Ms. Dixon was the Associate VP of Human Resources for the University of Toledo, and although she made her comments as private citizen, the university suspended and eventually fired Ms. Dixon because she proffered an opinion that was outside the ‘accepted’ thought at that university. This is not an unusual circumstance. Colleges and universities have become increasingly intolerant of any divergence from their ‘party line’. This is extraordinarily ironic, because colleges and universities usually trumpet their tolerance for diverse points of view. And yet, when afforded the opportunity to embrace a Christian perspective, the University of Toledo rejected it. When given the chance to engage in support of the First Amendment, the University of Toledo chose not to support it. When provided with a moment to celebrate the position of a black woman who had risen to a moderately high rank in their organisation, the University of Toledo decided to cast her from the organisation instead.
Suffice it to say that the University of Toledo has reached the very pinnacle of hypocrisy - slapping down a black woman for speaking her mind as a citizen of the community. My, that’s a liberal action, isn’t it?
The other story that’s hit the news lately can be read here. It’s a piece in the Denver Post that outlines the efforts of the University of Boulder at Boulder to establish an endowed chair position called “Professor of Conservative Thought and Policy”. What is driving this effort is the observation of the Chancellor of the university that there is little intellectual diversity at UC Boulder. Of course, this initiative has sent off the usual howls of protest from the usual suspects. What’s new?

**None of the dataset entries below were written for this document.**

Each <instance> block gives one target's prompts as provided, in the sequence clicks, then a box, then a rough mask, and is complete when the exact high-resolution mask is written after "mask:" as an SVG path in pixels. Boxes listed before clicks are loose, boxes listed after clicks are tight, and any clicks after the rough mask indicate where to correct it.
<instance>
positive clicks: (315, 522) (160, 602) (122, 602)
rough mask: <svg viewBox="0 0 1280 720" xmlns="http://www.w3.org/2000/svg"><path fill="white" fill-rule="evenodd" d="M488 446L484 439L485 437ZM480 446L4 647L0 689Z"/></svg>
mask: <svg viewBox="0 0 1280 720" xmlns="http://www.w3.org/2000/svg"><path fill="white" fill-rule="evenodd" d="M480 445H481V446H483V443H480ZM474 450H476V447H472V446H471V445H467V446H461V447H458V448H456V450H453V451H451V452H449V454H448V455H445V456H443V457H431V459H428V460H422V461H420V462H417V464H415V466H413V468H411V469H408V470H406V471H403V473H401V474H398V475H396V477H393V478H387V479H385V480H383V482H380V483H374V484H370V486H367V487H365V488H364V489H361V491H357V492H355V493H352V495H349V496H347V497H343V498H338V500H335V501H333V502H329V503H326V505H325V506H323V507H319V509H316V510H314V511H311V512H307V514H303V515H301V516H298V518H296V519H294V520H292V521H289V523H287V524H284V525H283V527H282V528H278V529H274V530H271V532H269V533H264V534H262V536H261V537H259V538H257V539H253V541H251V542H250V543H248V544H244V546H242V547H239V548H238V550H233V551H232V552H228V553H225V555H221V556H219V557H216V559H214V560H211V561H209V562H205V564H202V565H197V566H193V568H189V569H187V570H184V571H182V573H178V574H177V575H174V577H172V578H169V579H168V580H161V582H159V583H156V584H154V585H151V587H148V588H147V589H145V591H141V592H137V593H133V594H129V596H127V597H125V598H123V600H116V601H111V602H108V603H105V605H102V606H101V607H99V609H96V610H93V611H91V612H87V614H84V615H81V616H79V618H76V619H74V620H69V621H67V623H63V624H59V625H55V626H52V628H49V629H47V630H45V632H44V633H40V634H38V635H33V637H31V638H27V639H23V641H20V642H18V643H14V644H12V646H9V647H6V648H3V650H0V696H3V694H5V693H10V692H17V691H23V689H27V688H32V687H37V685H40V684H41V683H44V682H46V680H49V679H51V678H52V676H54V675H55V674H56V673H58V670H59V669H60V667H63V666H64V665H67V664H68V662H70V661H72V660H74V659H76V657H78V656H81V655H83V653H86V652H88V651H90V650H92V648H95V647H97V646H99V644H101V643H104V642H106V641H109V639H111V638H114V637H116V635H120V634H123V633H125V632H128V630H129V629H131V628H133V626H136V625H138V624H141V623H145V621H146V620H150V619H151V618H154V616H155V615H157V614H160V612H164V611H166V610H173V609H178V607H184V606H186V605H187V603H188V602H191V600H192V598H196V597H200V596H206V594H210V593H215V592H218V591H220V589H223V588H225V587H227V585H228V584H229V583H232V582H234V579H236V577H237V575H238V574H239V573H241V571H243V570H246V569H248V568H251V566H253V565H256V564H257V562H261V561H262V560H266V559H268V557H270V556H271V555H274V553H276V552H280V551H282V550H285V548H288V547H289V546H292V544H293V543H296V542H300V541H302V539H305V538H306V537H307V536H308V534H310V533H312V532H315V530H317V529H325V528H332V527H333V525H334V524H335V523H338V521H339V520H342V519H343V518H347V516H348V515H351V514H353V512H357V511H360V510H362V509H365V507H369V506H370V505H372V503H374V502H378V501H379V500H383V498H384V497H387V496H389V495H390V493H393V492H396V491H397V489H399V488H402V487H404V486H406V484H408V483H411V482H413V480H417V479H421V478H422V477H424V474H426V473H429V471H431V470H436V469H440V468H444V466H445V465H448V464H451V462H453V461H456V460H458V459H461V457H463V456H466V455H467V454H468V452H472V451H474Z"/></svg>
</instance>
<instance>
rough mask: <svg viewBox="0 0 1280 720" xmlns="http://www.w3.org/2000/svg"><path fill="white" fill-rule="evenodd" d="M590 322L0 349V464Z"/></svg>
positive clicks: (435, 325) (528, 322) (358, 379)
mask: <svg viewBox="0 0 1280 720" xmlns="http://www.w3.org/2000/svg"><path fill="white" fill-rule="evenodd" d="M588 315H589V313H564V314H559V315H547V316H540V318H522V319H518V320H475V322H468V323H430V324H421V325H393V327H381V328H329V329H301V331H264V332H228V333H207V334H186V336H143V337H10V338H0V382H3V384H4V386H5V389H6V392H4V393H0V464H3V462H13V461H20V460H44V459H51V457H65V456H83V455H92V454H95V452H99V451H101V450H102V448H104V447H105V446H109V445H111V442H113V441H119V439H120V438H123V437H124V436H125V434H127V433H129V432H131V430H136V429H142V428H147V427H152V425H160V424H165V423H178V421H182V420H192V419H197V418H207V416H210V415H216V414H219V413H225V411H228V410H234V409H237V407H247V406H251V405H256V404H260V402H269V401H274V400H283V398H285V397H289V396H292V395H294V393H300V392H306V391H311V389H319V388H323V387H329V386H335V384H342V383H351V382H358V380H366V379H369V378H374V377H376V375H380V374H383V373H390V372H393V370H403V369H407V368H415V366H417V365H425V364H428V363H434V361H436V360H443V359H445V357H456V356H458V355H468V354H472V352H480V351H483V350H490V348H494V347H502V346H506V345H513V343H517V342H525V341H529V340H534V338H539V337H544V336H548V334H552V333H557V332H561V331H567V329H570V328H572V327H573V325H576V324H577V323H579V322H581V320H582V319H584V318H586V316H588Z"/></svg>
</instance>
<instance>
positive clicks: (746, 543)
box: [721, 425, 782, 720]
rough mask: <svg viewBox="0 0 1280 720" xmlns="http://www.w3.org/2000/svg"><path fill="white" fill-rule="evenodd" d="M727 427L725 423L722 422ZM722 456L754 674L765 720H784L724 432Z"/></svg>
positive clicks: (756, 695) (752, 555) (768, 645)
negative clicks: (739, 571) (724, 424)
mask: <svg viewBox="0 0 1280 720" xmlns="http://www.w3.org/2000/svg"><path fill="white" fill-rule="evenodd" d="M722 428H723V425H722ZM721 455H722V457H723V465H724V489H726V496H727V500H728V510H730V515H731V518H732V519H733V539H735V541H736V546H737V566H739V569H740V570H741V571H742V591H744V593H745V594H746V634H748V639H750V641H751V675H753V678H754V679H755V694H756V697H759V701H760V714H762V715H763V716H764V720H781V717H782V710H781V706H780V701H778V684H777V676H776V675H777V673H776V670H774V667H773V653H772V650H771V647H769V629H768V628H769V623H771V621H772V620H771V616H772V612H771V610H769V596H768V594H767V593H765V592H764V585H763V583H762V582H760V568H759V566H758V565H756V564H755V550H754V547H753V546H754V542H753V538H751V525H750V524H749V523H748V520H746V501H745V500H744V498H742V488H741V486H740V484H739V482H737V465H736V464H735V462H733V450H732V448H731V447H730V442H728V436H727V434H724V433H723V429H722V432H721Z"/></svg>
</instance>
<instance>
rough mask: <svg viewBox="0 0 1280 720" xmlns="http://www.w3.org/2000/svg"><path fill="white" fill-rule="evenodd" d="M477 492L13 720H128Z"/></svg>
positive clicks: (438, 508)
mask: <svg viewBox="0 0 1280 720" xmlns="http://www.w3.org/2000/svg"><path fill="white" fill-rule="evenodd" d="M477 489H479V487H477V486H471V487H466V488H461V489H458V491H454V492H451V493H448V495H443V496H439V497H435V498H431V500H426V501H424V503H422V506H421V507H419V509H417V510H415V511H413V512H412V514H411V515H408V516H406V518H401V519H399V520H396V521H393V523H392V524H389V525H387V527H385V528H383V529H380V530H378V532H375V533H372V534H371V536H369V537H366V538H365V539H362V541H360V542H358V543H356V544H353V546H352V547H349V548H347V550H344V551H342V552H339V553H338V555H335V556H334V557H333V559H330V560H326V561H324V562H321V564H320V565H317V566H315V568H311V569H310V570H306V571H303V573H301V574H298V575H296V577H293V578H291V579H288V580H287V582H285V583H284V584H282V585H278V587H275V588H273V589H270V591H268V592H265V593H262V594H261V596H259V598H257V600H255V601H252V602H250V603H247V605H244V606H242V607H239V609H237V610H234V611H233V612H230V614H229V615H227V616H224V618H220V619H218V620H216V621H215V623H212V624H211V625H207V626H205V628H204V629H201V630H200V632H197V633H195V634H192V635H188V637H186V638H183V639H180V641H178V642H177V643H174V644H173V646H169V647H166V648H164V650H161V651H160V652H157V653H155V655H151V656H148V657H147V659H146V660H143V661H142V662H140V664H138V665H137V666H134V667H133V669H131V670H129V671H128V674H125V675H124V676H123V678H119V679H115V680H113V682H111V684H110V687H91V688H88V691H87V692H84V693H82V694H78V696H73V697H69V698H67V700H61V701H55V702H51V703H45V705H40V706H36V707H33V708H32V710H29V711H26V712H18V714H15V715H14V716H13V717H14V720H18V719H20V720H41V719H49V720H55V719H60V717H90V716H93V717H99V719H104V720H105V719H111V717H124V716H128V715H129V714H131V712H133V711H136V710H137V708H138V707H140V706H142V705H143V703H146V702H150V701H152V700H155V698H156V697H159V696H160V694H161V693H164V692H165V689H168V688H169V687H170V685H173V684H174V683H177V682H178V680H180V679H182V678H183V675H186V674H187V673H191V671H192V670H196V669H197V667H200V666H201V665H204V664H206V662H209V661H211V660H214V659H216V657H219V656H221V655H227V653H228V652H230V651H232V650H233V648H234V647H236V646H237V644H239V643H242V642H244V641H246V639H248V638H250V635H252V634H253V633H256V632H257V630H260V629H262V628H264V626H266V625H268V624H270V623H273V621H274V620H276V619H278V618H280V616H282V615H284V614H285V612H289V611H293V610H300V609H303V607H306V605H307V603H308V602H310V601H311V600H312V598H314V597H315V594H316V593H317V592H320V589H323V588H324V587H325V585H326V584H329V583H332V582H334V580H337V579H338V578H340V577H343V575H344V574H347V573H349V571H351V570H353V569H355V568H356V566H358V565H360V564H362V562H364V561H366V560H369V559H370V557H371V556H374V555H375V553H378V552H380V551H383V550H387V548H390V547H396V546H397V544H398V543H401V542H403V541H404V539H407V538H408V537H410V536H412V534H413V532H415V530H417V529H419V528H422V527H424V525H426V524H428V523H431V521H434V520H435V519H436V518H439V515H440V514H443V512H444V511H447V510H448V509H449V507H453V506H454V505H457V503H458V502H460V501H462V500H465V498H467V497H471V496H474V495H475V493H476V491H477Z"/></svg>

But, according to the Denver Post article:
Boulder is far from the only campus to recognize a leftward tilt to the ivory tower. National surveys have repeatedly shown that liberals dominate faculties at most four-year colleges. And conservative activists have grown more aggressive in demanding balance. A group called the Leadership Institute now sends field workers to scores of campuses each fall to train right-wing students to speak up. College administrators are beginning to respond.
Academics studying the trend cite Georgetown University’s recent hiring of former Central Intelligence Agency Director George Tenet.
And Stetson University in DeLand, Fla., kicked off a conservative lecture series with a talk by the now-deceased William F. Buckley Jr.
Well, more power to them and their efforts to provide some diversity of opinion on the college campus. It’s long overdue.